Aproximações à moral kantiana

No presente artigo, discutimos brevemente a moralidade e a legalidade segundo as proposições de Immanuel Kant.

A vasta e densa obra de Immanuel Kant é um dos pilares da Filosofia do Direito, de onde surgem conceitos que norteiam até hoje as ciências jurídicas. E uma das discussões mais intrigantes de sua filosofia trata do dever e do conforme o dever, ou da moralidade e da legalidade.

A moralidade kantiana é aquela ação cumprida em função de um dever, uma conduta correta pautada no uso de razão pura. Apesar de inúmeros conceitos morais não serem formalizados, fazem eles parte de nós enquanto homens, e são os responsáveis pela virtuosidade de nossa conduta enquanto seres sociais.

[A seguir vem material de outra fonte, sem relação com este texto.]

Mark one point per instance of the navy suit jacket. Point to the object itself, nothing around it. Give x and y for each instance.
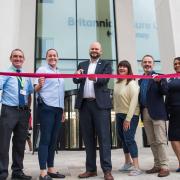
(155, 99)
(102, 93)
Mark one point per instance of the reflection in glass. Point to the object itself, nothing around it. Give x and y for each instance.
(95, 22)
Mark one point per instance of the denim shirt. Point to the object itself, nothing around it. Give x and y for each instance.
(9, 87)
(52, 91)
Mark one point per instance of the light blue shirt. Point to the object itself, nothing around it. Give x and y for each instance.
(9, 87)
(52, 91)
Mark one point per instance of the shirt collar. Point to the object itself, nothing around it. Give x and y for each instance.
(49, 67)
(94, 62)
(14, 69)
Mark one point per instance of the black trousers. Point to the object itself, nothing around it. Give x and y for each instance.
(12, 120)
(96, 121)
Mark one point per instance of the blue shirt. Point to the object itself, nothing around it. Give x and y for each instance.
(52, 91)
(143, 92)
(9, 87)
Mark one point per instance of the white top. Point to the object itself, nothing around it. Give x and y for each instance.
(89, 85)
(126, 98)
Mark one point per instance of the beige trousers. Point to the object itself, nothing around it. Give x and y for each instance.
(157, 139)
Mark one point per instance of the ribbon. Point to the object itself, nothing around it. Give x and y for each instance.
(111, 76)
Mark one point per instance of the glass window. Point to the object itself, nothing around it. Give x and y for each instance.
(95, 22)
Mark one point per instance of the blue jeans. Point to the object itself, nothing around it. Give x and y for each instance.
(50, 123)
(127, 137)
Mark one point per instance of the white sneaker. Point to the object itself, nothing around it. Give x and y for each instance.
(126, 167)
(135, 172)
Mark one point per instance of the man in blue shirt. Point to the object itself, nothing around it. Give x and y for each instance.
(15, 114)
(154, 115)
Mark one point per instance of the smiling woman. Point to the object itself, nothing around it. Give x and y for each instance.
(50, 111)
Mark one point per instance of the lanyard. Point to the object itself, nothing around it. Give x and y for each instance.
(20, 79)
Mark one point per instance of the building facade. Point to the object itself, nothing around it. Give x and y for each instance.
(126, 29)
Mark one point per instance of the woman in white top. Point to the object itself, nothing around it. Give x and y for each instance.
(126, 107)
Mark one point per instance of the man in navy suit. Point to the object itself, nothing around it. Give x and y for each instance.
(154, 116)
(94, 104)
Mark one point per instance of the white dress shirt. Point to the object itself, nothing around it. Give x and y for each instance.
(89, 84)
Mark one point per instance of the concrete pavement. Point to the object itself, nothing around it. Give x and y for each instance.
(71, 163)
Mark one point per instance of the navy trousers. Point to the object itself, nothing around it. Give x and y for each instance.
(95, 121)
(127, 137)
(50, 123)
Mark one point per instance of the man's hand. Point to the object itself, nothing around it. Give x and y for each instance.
(41, 81)
(79, 71)
(126, 125)
(92, 79)
(155, 78)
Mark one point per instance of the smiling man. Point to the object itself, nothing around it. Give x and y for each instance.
(15, 114)
(94, 104)
(154, 115)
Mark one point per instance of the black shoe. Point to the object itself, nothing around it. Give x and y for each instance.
(56, 175)
(20, 175)
(46, 177)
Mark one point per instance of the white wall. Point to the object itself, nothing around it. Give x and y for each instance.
(168, 22)
(9, 18)
(126, 39)
(17, 30)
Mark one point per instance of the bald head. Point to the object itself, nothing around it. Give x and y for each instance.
(95, 51)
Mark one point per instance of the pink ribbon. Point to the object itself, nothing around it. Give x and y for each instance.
(112, 76)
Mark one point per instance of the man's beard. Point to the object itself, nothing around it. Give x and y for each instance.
(94, 56)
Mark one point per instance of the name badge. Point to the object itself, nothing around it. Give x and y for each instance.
(23, 92)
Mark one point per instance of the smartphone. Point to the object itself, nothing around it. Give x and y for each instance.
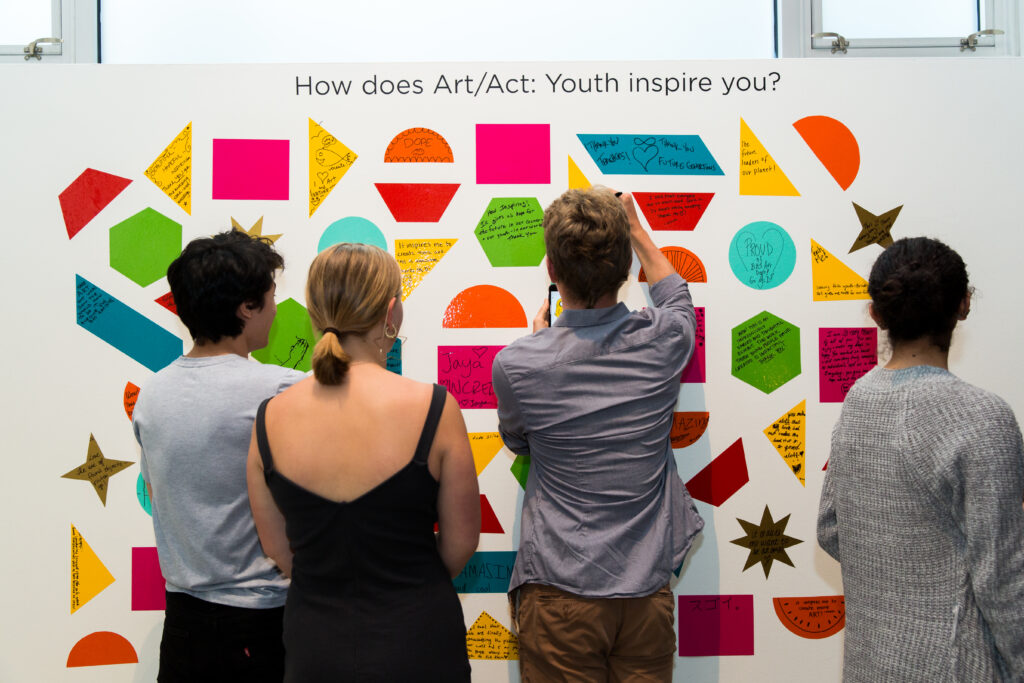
(554, 303)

Seria a moral uma espécie de lei implícita, que nos conduziria a observância de respeito integral apenas pelo princípio da vontade, e não pela presença de qualquer forma de coação.

O que diferencia a moralidade e a legalidade, entre diversos outros critérios, é a forma de obrigação. A bondade irrestrita kantiana, por exemplo, é aquela que não objetiva qualquer espécie de interesse pessoal, mas apenas a realização do que é moralmente justo. Essa bondade seria, portanto, o produto de uma busca contínua pelo respeito ao dever.

Mas se o dever moral é aquele determinado apenas por nossa vontade, e nunca por algum objeto ou resultado almejado por nós, então que espécie de respeito à lei poderia resultar de nossa intenção preliminar por determinado fim?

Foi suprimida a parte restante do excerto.